Almost three years ago, ArcFusion started in my condo — just two founding engineers and me, building prototypes in stealth mode, trying to figure out what "Enterprise GenAI" would actually look like. At the time, nobody, including us, knew the answer.
Today, we are a team of over 20 people. But if you looked at our organizational chart, you wouldn't see the traditional pyramid. You'd see a diamond. We didn't set out to reinvent the corporate structure; rather, the technology forced our hand. As we scaled, we realized that the "tried and true" methods of building a tech company are fundamentally broken in the age of AI.
This article explores some of the changes and their impact on our organizational choices.
1. The "Broken Pact" and the Diamond-Shaped Team
In the pre-GenAI era, the "pact" between junior and senior engineers was simple:
- The Junior handled the repetitive, boring, and boilerplate work that seniors didn't want to do.
- The Senior provided coaching and mentorship in exchange for that labor.
That pact is now broken. In a GenAI-native workflow, the boring and repetitive work is being reduced, as AI does it in seconds. This means coaching a junior is no longer a "trade"; it's often a net-negative for a senior engineer because there is no grunt work for the junior to take off their plate.
Consequently, we've moved to a Diamond Shape. We've only hired three juniors since we started. Instead, we over-index on senior and lead engineers who possess the judgment and experience that AI can't replicate. We prioritize "hands-on" leadership where the person leading the team is just as likely to be in the codebase as they are in a client or product meeting.
2. The 1:15 Ratio: Engineering as Project Management
The industry standard used to be roughly one Project Manager (PM) for every five engineers. As engineers become more productive with AI, some argue you need more PMs to manage the increased output. We believe the opposite.
At ArcFusion, we operate with one PM for 15+ engineers. We've achieved this by expanding the role of the engineer. Because AI handles the bulk of the "syntax" and coding labor, our engineers have the mental bandwidth to own the project management and client communication themselves.
We have eliminated the handover cost. There is no "telephone game" where client requirements get lost moving from a PM to a dev. The person building the solution is the person who understands the problem. Strong project management skills are becoming more important for engineers to grow in their role at ArcFusion.
3. Killing the "Slick" Sales Model
Selling GenAI services is about trust and technical proof. I find it relatively easy to generate leads in this space — substantially easier compared to any other commercial role I've found myself in. Developing concrete proposals, however, is substantially more difficult compared to the average sales role.
We've found that classical sales skills are less relevant in this space. Our sales process typically takes the form of a deep-dive engineering exercise. We earmark a significant portion of our engineering time for pre-sales because the main way to win a contract is to:
- Understand the problem statement better than anybody else.

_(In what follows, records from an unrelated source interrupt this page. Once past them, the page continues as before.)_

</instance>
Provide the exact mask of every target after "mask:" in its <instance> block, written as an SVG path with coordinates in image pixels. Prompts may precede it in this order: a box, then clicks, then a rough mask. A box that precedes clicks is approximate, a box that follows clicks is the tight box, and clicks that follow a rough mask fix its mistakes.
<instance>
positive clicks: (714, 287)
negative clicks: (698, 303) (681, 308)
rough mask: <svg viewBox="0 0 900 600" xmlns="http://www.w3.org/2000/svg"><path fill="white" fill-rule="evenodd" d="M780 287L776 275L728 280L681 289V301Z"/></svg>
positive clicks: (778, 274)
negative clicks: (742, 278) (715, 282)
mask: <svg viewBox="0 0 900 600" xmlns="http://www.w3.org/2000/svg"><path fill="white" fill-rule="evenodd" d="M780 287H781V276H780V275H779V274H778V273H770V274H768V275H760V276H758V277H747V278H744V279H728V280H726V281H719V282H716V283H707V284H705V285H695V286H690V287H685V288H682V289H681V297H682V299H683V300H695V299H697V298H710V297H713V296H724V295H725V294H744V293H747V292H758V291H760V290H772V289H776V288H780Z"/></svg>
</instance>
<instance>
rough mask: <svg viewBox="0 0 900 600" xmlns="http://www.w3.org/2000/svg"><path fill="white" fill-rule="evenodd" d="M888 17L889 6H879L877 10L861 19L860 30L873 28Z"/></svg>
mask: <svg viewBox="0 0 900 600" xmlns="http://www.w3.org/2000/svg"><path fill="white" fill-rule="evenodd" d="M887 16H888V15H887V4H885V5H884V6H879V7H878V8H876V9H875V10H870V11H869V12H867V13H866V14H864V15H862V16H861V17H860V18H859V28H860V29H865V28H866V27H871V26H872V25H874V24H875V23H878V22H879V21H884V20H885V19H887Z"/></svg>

- Build a functional prototype that proves it works.
- Translate technical possibility into a meaningful proposal.
We don't need the usual sales skills — we need consultative engineers who can build as they develop clients.
4. The "Un-Org" Chart: Merit Over Boxes
I've always lived by a simple rule in organizational design: Postpone formal organizational structure as long as possible, but don't wait until it breaks.
Despite being 20+ people, we still don't have a formal "lines and boxes" hierarchy. Instead, we have an informal, highly fluid system based on merit and seniority. Because everyone is hands-on, the hierarchy is felt through expertise, not titles. This also makes the team more frictionless: without rigid silos, we can move people to where the most interesting (and difficult) problems are.
In Conclusion
Our model is a response to a world where the cost of doing — coding, coordinating, selling — is dropping, and the value of thinking — architecting, problem-solving, trust-building — is skyrocketing.
We are building a company to solve problems. And as it turns out, when you hire the right people and give them the right tools, you don't need a lot of boxes to keep them in. I like it this way.